Das ist Depression, eines ihrer vielen Gesichter, vielleicht das schlimmste.
Weitere Leitsymptome
Schlecky Silberstein beschreibt sie so:
„Der geschätzte David Foster Wallace hat es mal mit ‚Es ist, als ob jeder Zelle Deines Körpers so schlecht wäre, dass sie kotzen will‘ ganz gut zusammengefasst. Das wäre eine schwere Depression, bei einer mittelgradigen ist es nur jede zweite Zelle, was auch nicht viel angenehmer ist. Dazu kommen in der Regel Panikattacken aus heiterem Himmel, Schlaflosigkeit und das berüchtigte Gedankenkarussell, das sich kaum beschreiben lässt. Gedanken über die eigene Situation rasen so schnell und unstrukturiert im Kreis, dass man förmlich merkt, wie das Gehirn jeden Tag oberhalb der Belastungsgrenze kocht. In der Folge kann der Kopf irgendwann nichts mehr. Gleichzeitig will man trotz gefühltem Hirntod funktionieren. Aber der Stress, eine stinknormale soziale Situation zu überstehen, ist unaussprechlich und irgendwann ist alles wie Treibsand.“[1]

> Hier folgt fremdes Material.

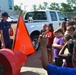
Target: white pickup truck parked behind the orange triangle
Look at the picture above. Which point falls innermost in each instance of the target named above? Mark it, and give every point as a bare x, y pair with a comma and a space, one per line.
35, 19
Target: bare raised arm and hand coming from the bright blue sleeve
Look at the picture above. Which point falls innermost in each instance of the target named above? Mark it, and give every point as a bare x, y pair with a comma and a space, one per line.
43, 44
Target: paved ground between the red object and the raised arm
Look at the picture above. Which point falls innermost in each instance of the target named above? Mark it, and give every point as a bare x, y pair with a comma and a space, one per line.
33, 65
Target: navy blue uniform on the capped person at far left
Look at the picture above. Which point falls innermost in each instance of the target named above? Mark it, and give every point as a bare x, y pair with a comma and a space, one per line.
4, 26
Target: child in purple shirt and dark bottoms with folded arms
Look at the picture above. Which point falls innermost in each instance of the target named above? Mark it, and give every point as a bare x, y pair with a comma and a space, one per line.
57, 45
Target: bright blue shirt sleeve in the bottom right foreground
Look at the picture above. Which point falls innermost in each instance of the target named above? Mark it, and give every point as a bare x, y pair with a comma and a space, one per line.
55, 70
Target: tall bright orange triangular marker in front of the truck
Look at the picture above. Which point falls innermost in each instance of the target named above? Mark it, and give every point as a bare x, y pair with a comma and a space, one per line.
22, 40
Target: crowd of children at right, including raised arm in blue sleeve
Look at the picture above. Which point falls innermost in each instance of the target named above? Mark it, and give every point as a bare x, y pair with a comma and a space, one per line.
53, 46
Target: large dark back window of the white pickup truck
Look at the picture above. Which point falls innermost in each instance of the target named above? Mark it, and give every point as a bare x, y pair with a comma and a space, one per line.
36, 15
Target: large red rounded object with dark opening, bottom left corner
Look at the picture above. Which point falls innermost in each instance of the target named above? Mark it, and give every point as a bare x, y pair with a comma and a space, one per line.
11, 62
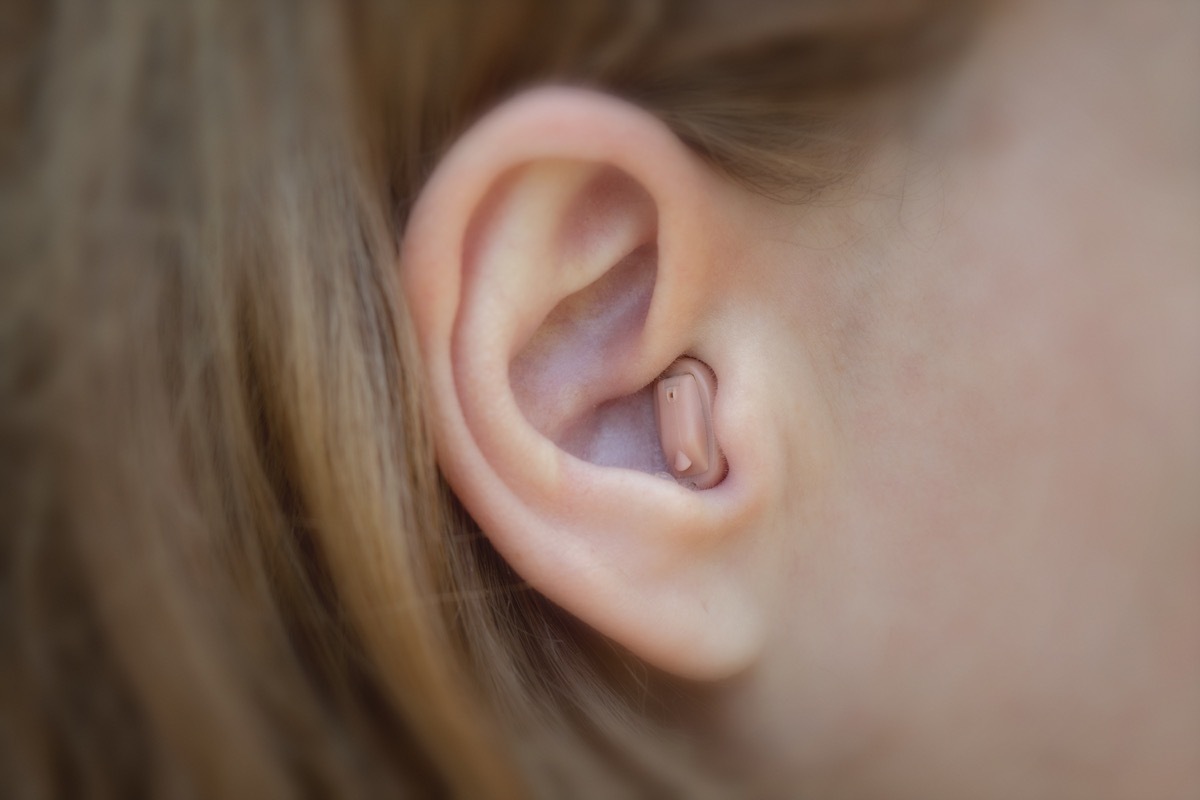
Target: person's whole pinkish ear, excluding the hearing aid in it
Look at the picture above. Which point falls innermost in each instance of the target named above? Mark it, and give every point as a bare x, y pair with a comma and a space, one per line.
563, 256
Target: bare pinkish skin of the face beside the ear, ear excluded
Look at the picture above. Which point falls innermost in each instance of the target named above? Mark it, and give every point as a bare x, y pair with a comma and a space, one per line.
995, 586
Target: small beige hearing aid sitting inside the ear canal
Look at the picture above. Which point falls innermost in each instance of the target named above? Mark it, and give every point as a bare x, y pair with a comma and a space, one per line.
683, 407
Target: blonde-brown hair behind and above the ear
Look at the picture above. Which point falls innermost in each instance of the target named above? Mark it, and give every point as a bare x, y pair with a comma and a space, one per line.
229, 563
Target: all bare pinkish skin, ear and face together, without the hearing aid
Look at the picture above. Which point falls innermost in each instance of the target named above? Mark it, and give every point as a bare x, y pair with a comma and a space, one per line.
958, 550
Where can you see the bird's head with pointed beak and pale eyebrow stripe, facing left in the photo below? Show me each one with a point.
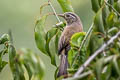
(70, 17)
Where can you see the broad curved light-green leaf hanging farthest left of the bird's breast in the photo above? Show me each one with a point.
(40, 34)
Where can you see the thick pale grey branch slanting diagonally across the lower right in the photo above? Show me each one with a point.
(81, 69)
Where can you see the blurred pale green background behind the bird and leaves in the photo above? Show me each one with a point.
(20, 16)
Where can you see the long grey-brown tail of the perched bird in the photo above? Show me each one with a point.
(63, 66)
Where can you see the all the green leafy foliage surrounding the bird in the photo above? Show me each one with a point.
(105, 66)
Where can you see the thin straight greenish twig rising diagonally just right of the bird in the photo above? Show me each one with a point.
(83, 42)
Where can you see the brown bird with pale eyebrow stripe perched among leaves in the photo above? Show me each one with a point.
(73, 25)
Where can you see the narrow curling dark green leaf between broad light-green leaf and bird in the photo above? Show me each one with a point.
(50, 34)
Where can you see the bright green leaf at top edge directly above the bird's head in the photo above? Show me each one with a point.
(65, 5)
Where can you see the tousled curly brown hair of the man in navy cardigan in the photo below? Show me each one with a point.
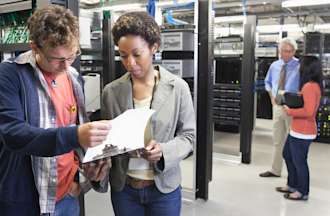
(54, 26)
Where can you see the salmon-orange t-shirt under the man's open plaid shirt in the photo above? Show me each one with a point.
(61, 92)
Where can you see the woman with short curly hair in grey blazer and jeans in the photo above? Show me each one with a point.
(148, 184)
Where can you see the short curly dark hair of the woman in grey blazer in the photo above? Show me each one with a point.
(139, 24)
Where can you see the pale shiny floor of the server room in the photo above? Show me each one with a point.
(236, 189)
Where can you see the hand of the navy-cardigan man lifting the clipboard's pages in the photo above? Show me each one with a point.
(93, 133)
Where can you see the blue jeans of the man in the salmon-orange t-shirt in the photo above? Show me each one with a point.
(67, 206)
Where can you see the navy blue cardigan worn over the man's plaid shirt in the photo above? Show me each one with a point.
(21, 137)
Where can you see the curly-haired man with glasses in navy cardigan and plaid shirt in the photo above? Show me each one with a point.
(41, 104)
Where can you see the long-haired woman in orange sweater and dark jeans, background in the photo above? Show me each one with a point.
(303, 130)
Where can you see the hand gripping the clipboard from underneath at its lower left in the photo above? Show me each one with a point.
(97, 170)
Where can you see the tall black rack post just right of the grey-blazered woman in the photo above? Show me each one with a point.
(204, 99)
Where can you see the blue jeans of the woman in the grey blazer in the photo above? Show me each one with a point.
(148, 201)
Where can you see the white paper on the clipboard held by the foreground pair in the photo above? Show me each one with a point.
(126, 134)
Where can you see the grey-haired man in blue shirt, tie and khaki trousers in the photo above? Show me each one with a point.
(283, 75)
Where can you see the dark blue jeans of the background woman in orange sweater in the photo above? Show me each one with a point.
(295, 153)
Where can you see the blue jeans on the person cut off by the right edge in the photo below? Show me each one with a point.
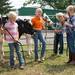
(70, 41)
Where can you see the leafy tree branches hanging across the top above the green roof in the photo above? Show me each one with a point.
(56, 4)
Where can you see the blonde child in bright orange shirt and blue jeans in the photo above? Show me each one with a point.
(38, 26)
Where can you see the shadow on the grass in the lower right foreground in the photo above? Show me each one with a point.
(56, 68)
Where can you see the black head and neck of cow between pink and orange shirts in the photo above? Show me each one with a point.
(24, 26)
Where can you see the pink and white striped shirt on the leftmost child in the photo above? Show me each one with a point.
(12, 28)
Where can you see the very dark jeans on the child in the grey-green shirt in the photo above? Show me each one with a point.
(58, 40)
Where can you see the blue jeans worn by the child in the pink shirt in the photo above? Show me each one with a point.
(15, 46)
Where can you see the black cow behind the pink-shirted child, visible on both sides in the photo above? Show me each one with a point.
(24, 26)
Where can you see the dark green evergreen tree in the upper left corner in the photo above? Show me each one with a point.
(4, 6)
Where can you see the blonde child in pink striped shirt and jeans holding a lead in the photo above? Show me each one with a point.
(12, 27)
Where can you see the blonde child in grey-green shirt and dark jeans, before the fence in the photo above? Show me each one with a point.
(58, 38)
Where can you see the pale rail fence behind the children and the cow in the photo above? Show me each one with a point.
(49, 37)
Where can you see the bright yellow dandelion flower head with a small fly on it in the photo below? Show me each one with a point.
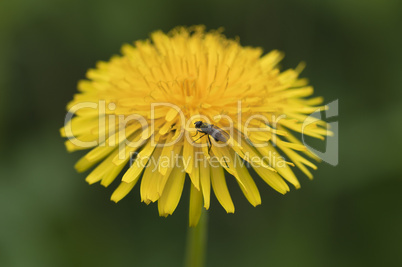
(192, 102)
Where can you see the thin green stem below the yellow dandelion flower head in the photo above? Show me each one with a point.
(197, 242)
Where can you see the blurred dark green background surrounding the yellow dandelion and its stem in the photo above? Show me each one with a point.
(349, 215)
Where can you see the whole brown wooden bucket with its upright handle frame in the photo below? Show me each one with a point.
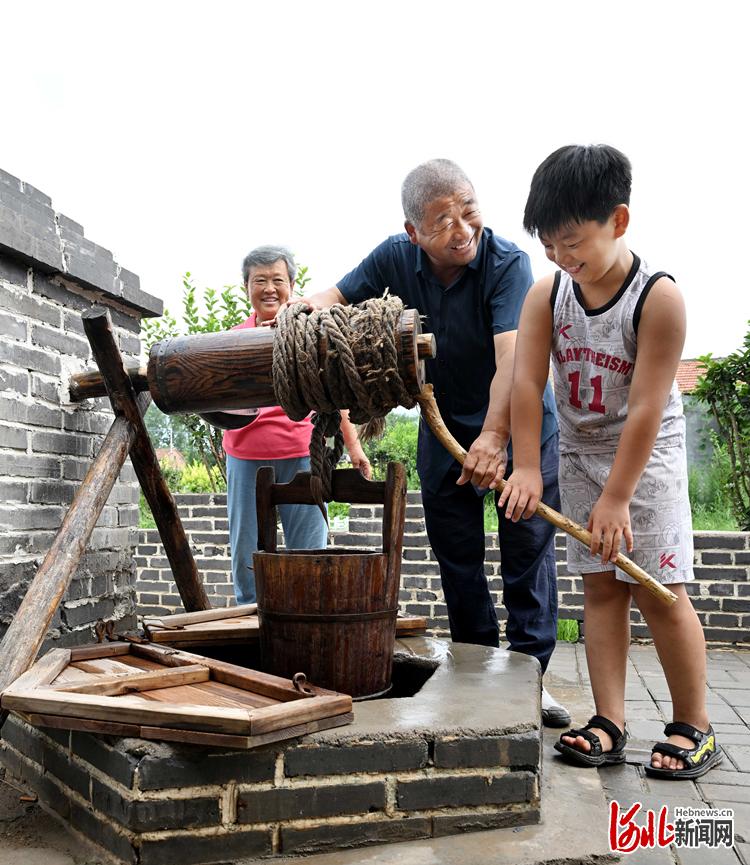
(330, 614)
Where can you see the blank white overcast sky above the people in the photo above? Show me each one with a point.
(183, 134)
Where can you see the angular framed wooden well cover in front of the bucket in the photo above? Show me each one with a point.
(155, 692)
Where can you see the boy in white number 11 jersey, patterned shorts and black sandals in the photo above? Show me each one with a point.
(615, 331)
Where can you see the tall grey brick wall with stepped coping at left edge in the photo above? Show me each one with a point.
(49, 274)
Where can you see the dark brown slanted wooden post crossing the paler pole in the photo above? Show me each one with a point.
(98, 327)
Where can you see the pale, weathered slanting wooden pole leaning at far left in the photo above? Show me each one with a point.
(26, 632)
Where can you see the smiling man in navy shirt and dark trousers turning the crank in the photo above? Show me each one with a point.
(470, 284)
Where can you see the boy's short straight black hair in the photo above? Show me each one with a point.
(575, 184)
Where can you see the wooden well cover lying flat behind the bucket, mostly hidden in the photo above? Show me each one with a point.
(234, 625)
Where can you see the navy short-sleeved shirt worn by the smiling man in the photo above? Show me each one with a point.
(464, 317)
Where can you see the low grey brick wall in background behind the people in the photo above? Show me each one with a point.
(720, 592)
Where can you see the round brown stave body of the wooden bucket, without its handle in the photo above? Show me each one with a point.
(330, 614)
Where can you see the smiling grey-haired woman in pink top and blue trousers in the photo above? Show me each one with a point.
(270, 438)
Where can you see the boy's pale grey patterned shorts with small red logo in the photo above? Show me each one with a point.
(660, 516)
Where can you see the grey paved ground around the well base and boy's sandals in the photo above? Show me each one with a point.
(574, 810)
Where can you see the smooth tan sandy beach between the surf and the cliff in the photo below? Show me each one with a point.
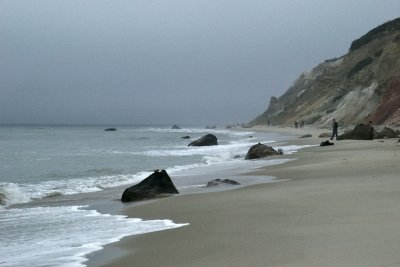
(335, 206)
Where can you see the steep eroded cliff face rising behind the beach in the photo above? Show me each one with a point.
(361, 86)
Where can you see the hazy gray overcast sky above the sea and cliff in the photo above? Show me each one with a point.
(171, 61)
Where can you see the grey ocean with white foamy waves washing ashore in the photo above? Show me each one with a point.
(60, 185)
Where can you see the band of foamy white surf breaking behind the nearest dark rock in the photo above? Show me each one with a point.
(214, 160)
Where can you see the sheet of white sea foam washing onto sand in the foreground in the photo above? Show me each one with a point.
(62, 236)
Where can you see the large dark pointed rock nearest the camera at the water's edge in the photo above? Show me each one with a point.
(156, 184)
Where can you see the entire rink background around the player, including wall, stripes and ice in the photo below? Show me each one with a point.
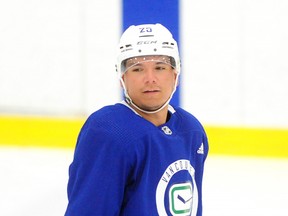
(57, 66)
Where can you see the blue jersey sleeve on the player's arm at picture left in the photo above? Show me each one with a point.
(98, 174)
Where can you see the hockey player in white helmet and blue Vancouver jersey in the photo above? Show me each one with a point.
(140, 156)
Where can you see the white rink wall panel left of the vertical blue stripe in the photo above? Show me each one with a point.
(58, 57)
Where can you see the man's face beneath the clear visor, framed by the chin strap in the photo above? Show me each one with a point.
(149, 81)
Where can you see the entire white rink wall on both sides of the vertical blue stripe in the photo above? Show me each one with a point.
(57, 58)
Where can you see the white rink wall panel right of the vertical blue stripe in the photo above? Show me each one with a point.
(235, 61)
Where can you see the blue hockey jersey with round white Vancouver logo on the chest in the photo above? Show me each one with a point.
(125, 165)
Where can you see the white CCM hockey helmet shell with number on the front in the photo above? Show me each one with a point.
(147, 40)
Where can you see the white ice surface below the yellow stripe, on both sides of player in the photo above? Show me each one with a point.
(33, 183)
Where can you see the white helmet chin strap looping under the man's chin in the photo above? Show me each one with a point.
(130, 101)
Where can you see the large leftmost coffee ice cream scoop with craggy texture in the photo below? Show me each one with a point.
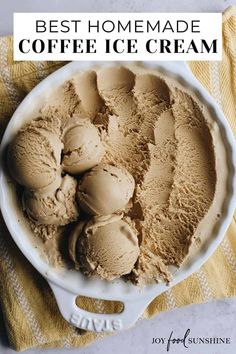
(34, 157)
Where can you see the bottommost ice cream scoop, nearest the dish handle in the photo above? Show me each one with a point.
(106, 246)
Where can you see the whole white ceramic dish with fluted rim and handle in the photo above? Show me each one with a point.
(67, 284)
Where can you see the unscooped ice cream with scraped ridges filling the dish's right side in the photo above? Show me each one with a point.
(163, 139)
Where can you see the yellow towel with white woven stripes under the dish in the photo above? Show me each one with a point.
(31, 315)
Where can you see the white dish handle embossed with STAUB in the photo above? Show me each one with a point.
(96, 322)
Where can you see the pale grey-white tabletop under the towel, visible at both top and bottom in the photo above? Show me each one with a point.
(214, 319)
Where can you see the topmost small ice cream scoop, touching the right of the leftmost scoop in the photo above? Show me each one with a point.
(83, 148)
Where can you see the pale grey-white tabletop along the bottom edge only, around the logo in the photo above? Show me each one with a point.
(215, 319)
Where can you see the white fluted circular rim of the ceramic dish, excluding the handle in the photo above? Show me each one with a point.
(119, 290)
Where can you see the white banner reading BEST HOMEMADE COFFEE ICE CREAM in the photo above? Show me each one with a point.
(117, 36)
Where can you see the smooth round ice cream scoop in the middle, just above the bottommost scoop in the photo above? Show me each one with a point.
(105, 189)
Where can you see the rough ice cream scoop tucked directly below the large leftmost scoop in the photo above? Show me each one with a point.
(58, 207)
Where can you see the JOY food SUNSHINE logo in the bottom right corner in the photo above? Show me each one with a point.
(186, 340)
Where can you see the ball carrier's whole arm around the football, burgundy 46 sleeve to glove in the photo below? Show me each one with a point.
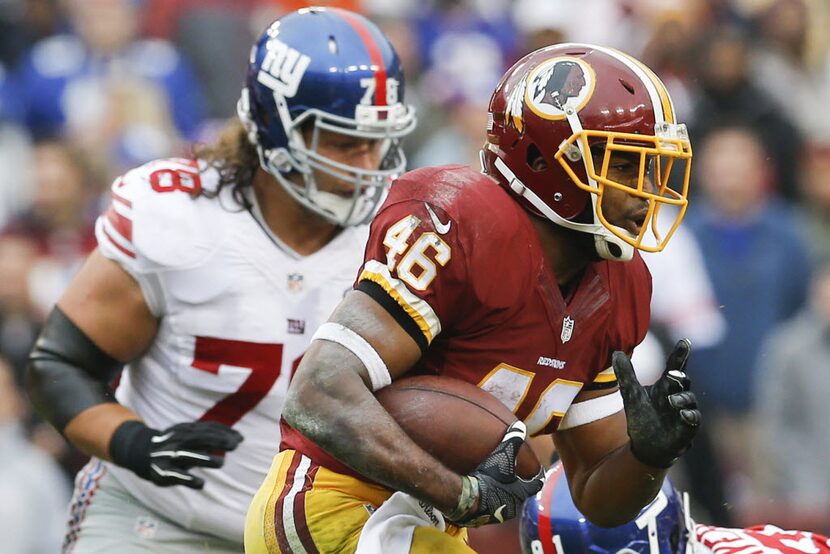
(412, 283)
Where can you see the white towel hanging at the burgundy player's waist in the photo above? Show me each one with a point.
(390, 527)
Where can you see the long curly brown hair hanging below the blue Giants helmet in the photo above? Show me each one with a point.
(234, 157)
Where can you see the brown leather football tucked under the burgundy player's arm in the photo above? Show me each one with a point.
(455, 421)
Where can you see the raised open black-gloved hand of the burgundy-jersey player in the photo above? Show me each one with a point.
(662, 418)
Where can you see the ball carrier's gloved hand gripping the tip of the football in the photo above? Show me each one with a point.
(493, 493)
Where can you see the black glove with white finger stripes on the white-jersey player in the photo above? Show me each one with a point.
(164, 457)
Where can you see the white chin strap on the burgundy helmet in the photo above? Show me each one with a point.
(608, 246)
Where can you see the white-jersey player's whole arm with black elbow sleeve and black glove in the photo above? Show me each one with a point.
(101, 321)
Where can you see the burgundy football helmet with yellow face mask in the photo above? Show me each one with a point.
(556, 119)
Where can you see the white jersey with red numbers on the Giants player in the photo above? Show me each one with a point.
(236, 312)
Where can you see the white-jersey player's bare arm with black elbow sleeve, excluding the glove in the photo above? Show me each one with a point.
(100, 322)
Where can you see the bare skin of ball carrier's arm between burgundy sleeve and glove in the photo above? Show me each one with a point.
(330, 401)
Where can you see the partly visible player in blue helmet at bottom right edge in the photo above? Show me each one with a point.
(551, 524)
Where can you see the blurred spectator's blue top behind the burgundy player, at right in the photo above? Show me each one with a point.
(760, 272)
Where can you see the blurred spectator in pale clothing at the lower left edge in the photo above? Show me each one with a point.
(33, 488)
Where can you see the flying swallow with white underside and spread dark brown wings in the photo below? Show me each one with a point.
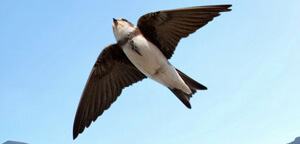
(142, 51)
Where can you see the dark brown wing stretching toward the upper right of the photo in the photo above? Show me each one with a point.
(166, 28)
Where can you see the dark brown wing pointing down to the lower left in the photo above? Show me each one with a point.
(111, 73)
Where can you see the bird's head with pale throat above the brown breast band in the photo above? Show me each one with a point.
(122, 28)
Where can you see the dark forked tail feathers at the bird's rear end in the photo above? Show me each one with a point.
(192, 84)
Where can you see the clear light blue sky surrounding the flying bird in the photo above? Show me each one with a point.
(248, 58)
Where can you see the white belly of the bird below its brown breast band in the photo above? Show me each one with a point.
(151, 62)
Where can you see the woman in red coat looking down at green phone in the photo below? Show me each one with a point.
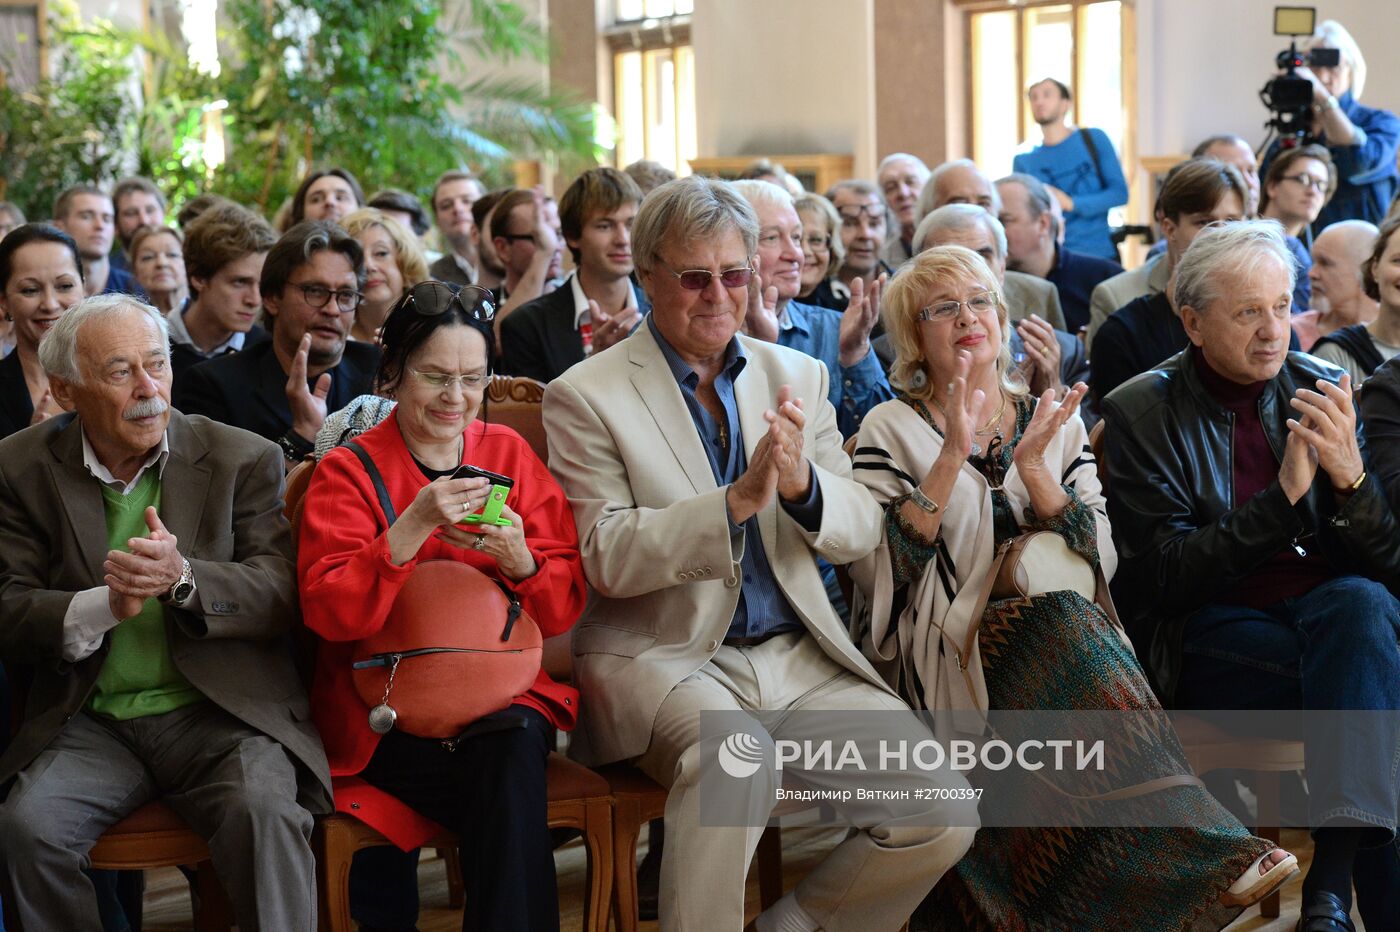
(491, 790)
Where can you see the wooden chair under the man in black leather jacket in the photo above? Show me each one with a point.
(1209, 748)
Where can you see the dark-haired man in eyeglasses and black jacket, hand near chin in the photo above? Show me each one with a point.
(283, 388)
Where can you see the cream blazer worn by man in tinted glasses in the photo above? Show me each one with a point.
(654, 531)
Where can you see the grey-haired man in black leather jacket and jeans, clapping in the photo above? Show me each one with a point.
(1255, 551)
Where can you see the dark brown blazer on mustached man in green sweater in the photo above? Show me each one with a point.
(222, 499)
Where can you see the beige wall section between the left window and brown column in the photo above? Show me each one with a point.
(786, 76)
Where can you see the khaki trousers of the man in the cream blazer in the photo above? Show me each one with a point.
(874, 880)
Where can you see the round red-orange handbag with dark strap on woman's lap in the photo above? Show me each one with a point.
(457, 647)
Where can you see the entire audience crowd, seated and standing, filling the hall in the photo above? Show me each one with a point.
(790, 435)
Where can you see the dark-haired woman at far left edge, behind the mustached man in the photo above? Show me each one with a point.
(41, 276)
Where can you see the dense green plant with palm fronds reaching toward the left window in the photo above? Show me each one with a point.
(374, 87)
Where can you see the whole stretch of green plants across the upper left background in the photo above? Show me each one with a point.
(377, 87)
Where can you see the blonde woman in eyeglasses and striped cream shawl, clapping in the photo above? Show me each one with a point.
(964, 461)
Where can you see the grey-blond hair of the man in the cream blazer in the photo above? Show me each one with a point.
(691, 209)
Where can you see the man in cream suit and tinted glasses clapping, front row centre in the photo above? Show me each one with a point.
(706, 475)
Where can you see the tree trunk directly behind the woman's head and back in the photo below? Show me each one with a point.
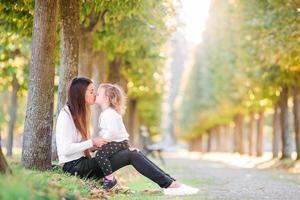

Störungen der Vitalfunktionen, kann man es technisch nennen, praktisch heißt das, dass man nicht einschlafen kann oder zu früh erwacht, oft keinen Hunger hat und sich lustlos irgendwas hinein zwängt (aber auch Fressattacken können vorkommen). Die Verdauung kann gestört sein, die Sexualität auch, man ist lustlos auf ganzer Linie. Seltener können auch einzelne Bereiche ins Gegenteil kippen, so dass man eben zu viel isst oder Sex hat, aber das sind die Ausnahmen. In der Regel ist bei der Depression alles herunter gefahren, weshalb auch die Bewältigung des Alltags so schwer ist. Was für alle anderen die Normalität[link] ist und im Grunde automatisch funktioniert, ist für depressive Menschen mit einer Hürde davor ausgestattet. Wenn es gut läuft. Wenn es schlecht läuft, steht die Eiger Nordwand im Weg. Unendlich steil, kalt und abweisend.